Absicherung der Praxis Was Mediziner wirklich brauchen
Welche Versicherungen braucht eine Arztpraxis wirklich? Überblick für Medizinstudierende & junge Ärzte – von Berufshaftpflicht bis Praxisausfall.
- Viele Medizinstudierende planen früh eine eigene Niederlassung oder Gemeinschaftspraxis – wer sich jetzt informiert, trifft später bessere Entscheidungen.
- Weiterbildungszeit (Assistenzarzt) und Niederlassung bringen unterschiedliche Versicherungspflichten mit sich.
- Frühzeitige Planung schützt vor teuren Versorgungslücken beim Praxisstart.
- Gesetzlich vorgeschriebene Absicherungen (z. B. Berufshaftpflicht für Ärzte) sind keine Option, sondern Voraussetzung für die Zulassung.

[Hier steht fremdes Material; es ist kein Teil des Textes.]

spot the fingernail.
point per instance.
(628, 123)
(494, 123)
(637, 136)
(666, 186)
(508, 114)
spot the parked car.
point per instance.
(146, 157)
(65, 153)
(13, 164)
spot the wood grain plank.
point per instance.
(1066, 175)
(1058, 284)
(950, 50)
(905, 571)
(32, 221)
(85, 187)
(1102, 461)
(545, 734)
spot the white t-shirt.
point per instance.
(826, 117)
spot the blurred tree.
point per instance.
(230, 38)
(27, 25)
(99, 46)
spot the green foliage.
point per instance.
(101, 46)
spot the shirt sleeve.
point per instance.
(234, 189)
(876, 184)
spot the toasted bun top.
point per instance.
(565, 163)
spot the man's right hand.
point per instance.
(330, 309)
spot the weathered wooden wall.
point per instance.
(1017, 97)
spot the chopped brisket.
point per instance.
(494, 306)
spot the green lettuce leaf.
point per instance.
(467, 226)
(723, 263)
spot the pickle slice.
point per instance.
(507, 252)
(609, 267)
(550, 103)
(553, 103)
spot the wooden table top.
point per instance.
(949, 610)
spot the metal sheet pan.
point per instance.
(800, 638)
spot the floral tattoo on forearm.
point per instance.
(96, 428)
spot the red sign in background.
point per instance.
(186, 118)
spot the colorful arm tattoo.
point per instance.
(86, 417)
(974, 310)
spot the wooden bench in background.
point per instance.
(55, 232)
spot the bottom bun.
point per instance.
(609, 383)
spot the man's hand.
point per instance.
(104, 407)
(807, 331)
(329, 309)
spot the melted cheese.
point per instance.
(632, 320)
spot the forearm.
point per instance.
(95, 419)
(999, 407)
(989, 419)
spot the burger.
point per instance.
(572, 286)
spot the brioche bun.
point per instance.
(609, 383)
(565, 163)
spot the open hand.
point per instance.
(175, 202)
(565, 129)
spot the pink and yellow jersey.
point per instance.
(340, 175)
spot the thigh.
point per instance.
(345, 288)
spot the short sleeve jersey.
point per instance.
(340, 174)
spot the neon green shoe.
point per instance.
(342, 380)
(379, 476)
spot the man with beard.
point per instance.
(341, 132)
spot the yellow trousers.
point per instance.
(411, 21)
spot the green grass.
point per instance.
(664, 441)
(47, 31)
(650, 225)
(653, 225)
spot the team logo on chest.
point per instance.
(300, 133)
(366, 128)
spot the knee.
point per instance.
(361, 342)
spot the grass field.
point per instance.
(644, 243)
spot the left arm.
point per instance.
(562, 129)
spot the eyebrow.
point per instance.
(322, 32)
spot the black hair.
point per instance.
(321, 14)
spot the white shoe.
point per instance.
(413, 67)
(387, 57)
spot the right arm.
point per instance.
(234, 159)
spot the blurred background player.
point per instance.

Praxisabsicherung für Ärzte: Was wirklich zählt
Viele Ärztinnen und Ärzte planen früh eine eigene Niederlassung oder Gemeinschaftspraxis – wer sich jetzt informiert, trifft später bessere Entscheidungen.
Wer eine eigene Arztpraxis führt oder plant, trägt unternehmerische Verantwortung – gegenüber Patient:innen, Mitarbeitenden und sich selbst. Die richtige Absicherung der Praxis ist dabei kein optionaler Luxus, sondern die Basis für wirtschaftliche Stabilität und rechtliche Handlungsfähigkeit.
AUF EINEN BLICK
- Anstellungsverhältnis und Niederlassung bringen unterschiedliche Versicherungspflichten mit sich.
- Frühzeitige Planung schützt vor teuren Versorgungslücken beim Praxisstart.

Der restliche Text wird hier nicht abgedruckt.